Success Stories: Empowering Data-Driven Decisions through Explainable AI Research
Client’s Testimonial:
“I worked with my attorney throughout my EB2-NIW process. He, along with the entire team, was a pleasure to work with. They patiently answered all of my questions in detail and helped me understand the entire process and requirements clearly. Their work was extremely thorough and did not feel rushed at any stage. I am very satisfied with the way they prepared my petition and highly recommend their services.”
On March 25th, 2025, we received another EB-2 NIW (National Interest Waiver) approval for a Senior Data Scientist in the Field of Information Studies (Approval Notice).
General Field: Information Studies
Position at the Time of Case Filing: Senior Data Scientist
Country of Origin: India
State of Residence at the time of filing: Texas
Approval Notice Date: March 25th, 2025
Processing Time: 19 days (Premium Processing Requested)
Case Summary:
We are proud to share the successful outcome of an EB-2 NIW (National Interest Waiver) petition for a senior data scientist whose innovative work in explainable artificial intelligence (AI) is advancing critical sectors across the U.S. economy. The client, originally from India, holds an advanced degree in information studies and is currently engaged in research that focuses on developing AI models that are not only accurate but also transparent and interpretable. With a career grounded in applied AI for forecasting, decision-making, and strategic planning, this client’s research has proven essential for enhancing the trust and adoption of machine learning systems across industries.
Transformative Research in Forecasting and AI Transparency
The client’s research lies at the intersection of deep learning and explainable forecasting models. His work is designed to overcome one of the most pressing limitations of AI—opacity. By focusing on models that help human users understand and trust predictions, his research supports strategic decisions in fields such as healthcare, retail, logistics, and finance. Notably, one of the client’s key contributions was the design of a gradient-boosted decision tree model to predict flight delays with exceptional accuracy using historical U.S. transportation data. These tools have direct implications for improving operational efficiency and service delivery for both public and private sector institutions.
His scholarly efforts also extended to enhancing AI interpretability in high-stakes environments, including medical diagnostics and document relevance prediction. Using techniques like convolutional neural networks and class activation mapping, the client has advanced the integration of eye-tracking data into document classification and improved disease identification through X-ray image analysis.
Proven Research Influence and Recognition
With 322 citations and a diverse authorship record that includes 3 peer-reviewed journal articles, 13 conference papers, and multiple preprints and abstracts, the client’s research has been widely disseminated and relied upon by fellow scientists. Notably, several of his publications rank in the top 10–20% of cited works in computer science for his years of publication, underscoring his influence in both academic and applied research domains.
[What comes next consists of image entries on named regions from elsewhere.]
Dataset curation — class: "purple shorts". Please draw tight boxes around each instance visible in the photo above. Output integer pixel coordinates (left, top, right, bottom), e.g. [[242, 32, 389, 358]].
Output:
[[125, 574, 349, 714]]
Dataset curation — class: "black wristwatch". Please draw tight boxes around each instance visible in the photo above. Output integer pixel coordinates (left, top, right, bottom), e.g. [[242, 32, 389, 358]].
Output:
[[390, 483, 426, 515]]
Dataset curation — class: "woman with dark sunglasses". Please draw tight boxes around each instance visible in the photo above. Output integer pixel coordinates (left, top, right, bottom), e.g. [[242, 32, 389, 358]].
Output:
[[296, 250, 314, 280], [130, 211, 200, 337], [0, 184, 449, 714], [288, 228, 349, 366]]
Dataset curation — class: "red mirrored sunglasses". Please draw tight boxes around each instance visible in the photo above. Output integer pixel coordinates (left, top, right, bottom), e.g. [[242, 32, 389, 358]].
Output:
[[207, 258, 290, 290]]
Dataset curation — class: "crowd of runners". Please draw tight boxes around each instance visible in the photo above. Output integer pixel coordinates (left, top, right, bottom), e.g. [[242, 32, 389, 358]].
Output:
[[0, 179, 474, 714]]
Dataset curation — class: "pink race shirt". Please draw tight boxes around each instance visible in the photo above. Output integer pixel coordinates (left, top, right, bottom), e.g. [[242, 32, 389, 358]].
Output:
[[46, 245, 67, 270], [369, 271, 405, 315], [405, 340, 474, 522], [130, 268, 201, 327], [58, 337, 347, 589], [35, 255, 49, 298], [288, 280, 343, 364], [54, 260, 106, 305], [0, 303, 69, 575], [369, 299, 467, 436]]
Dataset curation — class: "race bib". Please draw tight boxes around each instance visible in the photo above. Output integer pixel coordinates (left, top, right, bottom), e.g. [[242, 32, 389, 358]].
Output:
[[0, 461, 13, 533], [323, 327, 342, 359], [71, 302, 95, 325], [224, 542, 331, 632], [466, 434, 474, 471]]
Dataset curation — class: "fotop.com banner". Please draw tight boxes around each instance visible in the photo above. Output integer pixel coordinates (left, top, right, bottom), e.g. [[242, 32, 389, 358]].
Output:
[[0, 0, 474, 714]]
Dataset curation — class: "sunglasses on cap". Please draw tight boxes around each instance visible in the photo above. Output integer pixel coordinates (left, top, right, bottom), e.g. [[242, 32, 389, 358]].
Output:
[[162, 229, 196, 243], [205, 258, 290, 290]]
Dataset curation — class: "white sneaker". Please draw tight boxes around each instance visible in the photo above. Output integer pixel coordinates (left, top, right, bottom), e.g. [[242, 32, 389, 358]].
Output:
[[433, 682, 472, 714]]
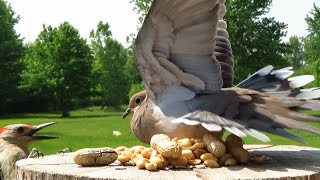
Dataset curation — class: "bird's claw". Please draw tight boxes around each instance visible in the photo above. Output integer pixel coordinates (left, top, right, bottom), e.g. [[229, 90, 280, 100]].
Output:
[[28, 148, 43, 158], [57, 148, 72, 155]]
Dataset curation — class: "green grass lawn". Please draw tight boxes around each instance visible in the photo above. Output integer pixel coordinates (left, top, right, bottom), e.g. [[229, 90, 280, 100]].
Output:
[[0, 107, 320, 154]]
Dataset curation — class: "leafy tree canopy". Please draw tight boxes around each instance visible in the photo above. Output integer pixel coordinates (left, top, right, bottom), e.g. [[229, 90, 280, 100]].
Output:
[[0, 0, 24, 114], [21, 22, 92, 116]]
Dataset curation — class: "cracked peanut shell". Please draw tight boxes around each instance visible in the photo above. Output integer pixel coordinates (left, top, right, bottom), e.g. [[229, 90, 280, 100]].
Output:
[[73, 148, 118, 166]]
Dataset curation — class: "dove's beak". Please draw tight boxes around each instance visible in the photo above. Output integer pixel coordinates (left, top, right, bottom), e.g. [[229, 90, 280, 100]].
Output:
[[122, 108, 131, 119]]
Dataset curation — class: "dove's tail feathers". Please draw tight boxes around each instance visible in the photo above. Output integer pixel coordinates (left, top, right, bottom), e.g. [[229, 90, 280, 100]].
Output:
[[237, 65, 314, 93], [299, 100, 320, 111]]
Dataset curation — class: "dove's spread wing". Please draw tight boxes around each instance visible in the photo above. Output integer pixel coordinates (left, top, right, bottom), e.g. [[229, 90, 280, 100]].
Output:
[[135, 0, 232, 102]]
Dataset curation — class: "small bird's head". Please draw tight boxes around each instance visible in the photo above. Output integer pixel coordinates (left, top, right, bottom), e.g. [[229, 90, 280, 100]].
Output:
[[0, 122, 56, 147], [122, 91, 147, 119]]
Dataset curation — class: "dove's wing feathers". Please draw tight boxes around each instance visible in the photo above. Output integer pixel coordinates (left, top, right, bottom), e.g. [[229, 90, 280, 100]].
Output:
[[237, 65, 320, 111], [135, 0, 231, 102], [172, 88, 320, 142]]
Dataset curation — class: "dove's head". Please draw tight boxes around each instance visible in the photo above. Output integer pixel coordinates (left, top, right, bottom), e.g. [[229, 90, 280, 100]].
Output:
[[122, 91, 147, 119]]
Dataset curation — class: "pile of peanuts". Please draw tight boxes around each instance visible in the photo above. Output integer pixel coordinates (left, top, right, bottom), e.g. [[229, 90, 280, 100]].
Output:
[[115, 134, 268, 171]]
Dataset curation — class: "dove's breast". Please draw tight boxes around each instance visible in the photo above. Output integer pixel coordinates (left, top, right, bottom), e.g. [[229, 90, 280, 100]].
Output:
[[170, 54, 223, 93], [131, 99, 222, 143]]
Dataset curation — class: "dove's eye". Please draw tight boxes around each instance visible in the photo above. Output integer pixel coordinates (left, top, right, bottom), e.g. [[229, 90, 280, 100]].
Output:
[[134, 97, 141, 104], [16, 127, 24, 134]]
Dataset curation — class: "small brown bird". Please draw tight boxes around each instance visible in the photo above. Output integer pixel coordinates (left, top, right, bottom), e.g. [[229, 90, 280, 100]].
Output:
[[0, 122, 56, 180], [123, 0, 320, 143]]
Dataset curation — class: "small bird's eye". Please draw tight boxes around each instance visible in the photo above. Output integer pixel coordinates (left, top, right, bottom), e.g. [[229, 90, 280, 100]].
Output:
[[134, 97, 141, 104], [16, 127, 24, 134]]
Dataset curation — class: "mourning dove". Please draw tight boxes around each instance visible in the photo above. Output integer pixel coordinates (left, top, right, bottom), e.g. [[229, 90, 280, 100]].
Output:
[[0, 122, 56, 180], [123, 0, 320, 143]]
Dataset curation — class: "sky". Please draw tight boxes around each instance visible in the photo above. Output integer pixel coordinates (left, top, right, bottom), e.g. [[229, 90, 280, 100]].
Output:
[[7, 0, 320, 44]]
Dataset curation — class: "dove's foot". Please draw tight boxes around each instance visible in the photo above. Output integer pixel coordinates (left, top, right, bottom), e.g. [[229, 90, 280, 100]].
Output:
[[57, 148, 72, 155], [28, 148, 43, 158]]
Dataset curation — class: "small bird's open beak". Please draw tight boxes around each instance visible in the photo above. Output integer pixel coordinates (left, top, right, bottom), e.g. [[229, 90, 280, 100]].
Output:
[[26, 122, 57, 140], [122, 108, 131, 119]]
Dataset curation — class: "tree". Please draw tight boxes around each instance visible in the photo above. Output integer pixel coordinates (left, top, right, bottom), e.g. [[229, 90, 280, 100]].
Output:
[[130, 0, 288, 83], [21, 22, 92, 117], [287, 36, 305, 70], [296, 4, 320, 87], [90, 21, 131, 108], [0, 0, 24, 114], [304, 4, 320, 64], [225, 0, 288, 82]]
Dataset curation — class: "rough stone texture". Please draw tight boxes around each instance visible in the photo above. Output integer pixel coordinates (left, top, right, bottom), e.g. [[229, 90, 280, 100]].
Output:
[[17, 145, 320, 180]]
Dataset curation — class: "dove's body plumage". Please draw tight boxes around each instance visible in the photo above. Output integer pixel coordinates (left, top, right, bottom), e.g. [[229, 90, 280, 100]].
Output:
[[127, 0, 320, 143]]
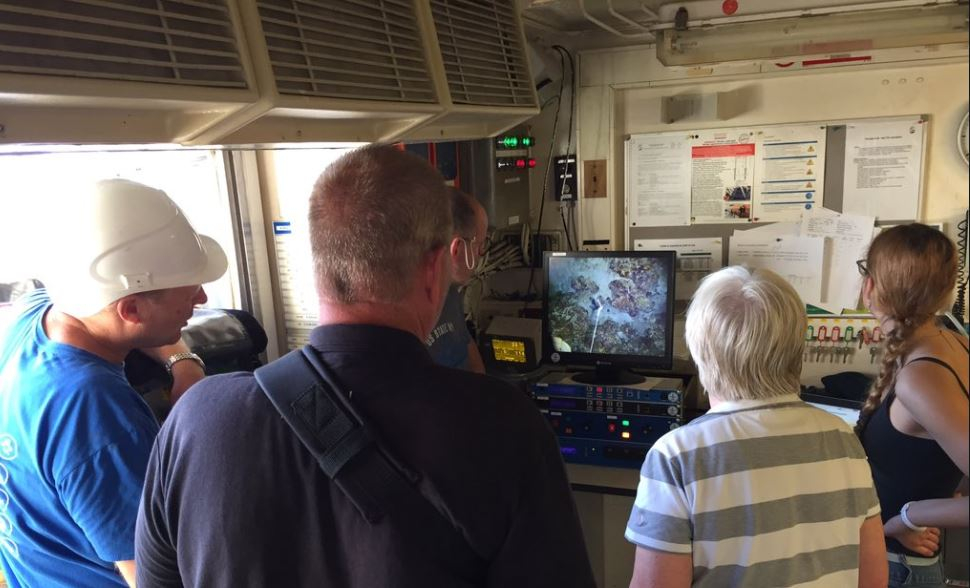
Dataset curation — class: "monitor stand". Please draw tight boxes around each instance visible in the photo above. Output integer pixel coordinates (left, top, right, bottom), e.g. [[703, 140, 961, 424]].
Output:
[[572, 365, 646, 386]]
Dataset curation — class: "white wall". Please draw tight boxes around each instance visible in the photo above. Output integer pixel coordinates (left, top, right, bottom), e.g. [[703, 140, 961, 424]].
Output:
[[578, 46, 968, 249]]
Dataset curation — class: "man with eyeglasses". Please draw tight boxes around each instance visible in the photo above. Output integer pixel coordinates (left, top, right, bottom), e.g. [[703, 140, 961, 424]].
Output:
[[427, 188, 488, 374]]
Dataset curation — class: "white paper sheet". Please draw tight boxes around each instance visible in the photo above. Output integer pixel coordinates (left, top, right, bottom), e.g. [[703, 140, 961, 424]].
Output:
[[633, 237, 723, 300], [801, 213, 875, 313], [728, 232, 825, 302], [752, 125, 825, 221], [690, 129, 755, 224], [731, 222, 801, 237], [842, 119, 926, 220], [626, 133, 690, 227]]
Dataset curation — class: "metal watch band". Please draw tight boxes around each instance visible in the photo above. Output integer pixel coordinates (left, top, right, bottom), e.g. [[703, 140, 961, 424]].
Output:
[[165, 351, 205, 375]]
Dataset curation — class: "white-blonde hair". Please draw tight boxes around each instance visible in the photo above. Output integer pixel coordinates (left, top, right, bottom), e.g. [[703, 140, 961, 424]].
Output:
[[686, 266, 806, 400]]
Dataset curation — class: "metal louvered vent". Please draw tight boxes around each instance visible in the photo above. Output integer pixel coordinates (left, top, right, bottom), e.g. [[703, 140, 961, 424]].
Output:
[[0, 0, 247, 88], [431, 0, 535, 106], [257, 0, 435, 103]]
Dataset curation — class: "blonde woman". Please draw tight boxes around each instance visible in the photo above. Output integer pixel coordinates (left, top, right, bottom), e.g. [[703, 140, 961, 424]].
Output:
[[856, 224, 970, 588]]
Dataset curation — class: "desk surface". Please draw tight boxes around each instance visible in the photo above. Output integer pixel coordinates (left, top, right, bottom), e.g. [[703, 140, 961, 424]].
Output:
[[566, 463, 640, 496]]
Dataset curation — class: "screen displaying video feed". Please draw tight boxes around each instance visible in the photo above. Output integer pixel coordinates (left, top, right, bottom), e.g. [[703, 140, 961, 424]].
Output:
[[546, 254, 673, 357]]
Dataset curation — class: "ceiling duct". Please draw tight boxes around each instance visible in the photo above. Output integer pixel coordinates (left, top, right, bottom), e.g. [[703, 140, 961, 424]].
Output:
[[204, 0, 444, 144], [405, 0, 539, 140], [0, 0, 257, 143], [657, 3, 968, 66], [0, 0, 539, 145]]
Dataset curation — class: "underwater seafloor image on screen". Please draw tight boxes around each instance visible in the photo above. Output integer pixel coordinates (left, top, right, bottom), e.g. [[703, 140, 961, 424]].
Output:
[[548, 257, 669, 356]]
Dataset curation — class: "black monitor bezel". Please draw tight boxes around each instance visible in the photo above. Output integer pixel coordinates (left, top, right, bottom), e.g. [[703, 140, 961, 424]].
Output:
[[542, 250, 677, 370]]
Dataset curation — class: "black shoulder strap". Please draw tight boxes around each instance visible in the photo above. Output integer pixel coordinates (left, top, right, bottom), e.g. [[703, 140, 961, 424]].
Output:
[[904, 357, 967, 394], [255, 348, 417, 524]]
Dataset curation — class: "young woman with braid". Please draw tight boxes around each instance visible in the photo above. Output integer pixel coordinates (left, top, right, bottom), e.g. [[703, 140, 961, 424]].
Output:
[[856, 224, 970, 587]]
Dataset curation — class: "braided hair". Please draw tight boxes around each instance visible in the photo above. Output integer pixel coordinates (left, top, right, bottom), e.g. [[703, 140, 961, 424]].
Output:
[[855, 223, 957, 436]]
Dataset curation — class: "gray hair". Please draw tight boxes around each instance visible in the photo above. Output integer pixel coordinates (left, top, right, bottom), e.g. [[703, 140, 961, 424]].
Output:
[[309, 145, 452, 304], [686, 266, 806, 400], [449, 188, 478, 239]]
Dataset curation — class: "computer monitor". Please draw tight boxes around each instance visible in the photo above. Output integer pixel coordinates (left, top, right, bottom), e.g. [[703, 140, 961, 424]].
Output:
[[543, 251, 676, 385]]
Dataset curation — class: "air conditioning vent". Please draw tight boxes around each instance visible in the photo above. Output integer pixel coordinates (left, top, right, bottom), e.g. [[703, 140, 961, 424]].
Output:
[[257, 0, 436, 104], [431, 0, 535, 106], [0, 0, 247, 89]]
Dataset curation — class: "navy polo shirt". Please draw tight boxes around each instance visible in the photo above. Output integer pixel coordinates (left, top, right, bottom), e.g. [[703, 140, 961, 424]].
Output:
[[136, 325, 594, 588]]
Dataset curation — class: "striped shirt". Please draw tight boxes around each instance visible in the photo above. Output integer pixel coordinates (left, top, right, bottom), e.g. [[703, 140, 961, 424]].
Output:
[[625, 394, 879, 588]]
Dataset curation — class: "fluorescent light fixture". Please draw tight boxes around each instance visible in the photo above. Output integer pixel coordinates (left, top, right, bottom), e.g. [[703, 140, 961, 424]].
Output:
[[657, 4, 970, 66]]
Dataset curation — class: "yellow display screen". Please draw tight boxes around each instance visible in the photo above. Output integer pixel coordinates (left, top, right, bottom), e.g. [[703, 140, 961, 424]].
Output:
[[492, 339, 526, 363]]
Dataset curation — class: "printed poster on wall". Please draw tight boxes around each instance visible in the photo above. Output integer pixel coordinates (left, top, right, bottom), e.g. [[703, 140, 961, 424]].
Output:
[[753, 125, 825, 221], [690, 129, 756, 224], [626, 133, 691, 227], [842, 118, 926, 220]]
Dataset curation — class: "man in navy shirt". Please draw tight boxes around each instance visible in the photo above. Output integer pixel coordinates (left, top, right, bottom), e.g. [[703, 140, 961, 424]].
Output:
[[136, 146, 594, 588], [0, 180, 226, 588], [428, 188, 488, 374]]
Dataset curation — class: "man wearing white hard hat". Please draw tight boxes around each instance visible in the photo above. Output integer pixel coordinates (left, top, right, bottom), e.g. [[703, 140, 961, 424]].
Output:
[[0, 180, 227, 587]]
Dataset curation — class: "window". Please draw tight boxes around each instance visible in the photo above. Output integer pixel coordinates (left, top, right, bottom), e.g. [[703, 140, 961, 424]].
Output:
[[0, 150, 239, 308]]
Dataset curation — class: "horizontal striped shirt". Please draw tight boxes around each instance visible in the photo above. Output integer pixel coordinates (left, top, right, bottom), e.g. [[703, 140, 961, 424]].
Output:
[[625, 394, 879, 588]]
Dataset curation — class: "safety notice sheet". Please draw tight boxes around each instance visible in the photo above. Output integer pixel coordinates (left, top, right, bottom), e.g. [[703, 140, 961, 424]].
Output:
[[753, 125, 825, 222], [626, 133, 691, 227], [842, 117, 926, 220]]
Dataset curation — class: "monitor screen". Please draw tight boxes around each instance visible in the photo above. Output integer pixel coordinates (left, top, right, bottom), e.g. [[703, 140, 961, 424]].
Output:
[[544, 251, 675, 382]]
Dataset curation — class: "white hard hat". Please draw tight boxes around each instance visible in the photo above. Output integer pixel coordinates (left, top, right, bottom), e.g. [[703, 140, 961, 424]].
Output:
[[44, 179, 228, 317]]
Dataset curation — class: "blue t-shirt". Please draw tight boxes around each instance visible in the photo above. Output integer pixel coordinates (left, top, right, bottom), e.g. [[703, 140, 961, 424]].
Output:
[[427, 286, 472, 370], [0, 290, 158, 588]]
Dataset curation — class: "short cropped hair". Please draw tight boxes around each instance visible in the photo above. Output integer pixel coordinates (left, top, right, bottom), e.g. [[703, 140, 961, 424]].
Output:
[[686, 266, 806, 400], [309, 145, 452, 304], [449, 188, 478, 239]]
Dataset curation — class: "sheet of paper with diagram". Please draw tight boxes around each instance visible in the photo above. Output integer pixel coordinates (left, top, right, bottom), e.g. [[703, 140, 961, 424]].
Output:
[[690, 129, 755, 224], [728, 231, 825, 304]]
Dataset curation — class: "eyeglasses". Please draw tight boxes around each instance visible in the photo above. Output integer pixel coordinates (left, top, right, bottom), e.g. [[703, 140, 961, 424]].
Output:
[[461, 233, 492, 270]]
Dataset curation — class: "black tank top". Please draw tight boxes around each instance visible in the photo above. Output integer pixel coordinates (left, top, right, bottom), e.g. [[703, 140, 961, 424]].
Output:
[[862, 338, 967, 556]]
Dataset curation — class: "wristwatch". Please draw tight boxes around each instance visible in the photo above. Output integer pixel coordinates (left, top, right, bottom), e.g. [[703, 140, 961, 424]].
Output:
[[165, 351, 205, 376]]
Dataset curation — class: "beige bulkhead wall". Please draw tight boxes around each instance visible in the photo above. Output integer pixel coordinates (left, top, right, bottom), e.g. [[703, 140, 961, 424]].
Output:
[[577, 46, 970, 249]]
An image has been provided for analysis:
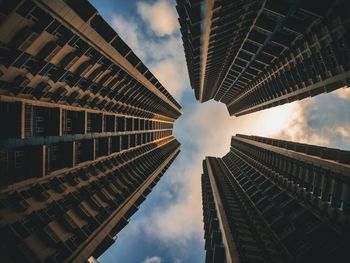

This influence is further reinforced by his review contributions to high-profile conferences and journals in biomedical informatics and computer science. With at least 10 completed reviews to date, the client’s peers have recognized his subject-matter expertise and technical judgment.
Funding Support and Ongoing Innovation
The significance of this research has been acknowledged through funding from multiple prestigious institutions, including the National Institutes of Health and Lockheed Martin Corporation. This support reflects the national relevance of the client’s work in developing AI technologies that prioritize safety, reliability, and fairness. These efforts align with the U.S. government’s stated technological priorities and the push for responsible AI integration across strategic sectors.
In addition to his independent projects, the client is actively engaged in further research through both employment and academic collaborations. At his current position, he is deploying explainable forecasting models for enterprise-level applications, while continuing academic research on interpretable machine learning for price prediction and classification tasks.
Expert Testimony on National Benefit
As affirmed by a supporting recommender,
“Mr. [Client] has and continues to contribute valuable research for the integration and advancement of explainable artificial intelligence (AI) and deep learning in key industries, which speaks to his sustained leadership in the field… His skill set and innovation in AI and deep learning are, therefore, vital for maintaining the global competitiveness of the United States.”
Final Result
Thanks to the depth and breadth of the client’s contributions, his EB-2 NIW petition was approved in just 19 days with premium processing. We at NAILG were proud to guide the client through every step of the petition process and are confident that his ongoing research will continue to contribute to U.S. technological leadership and innovation.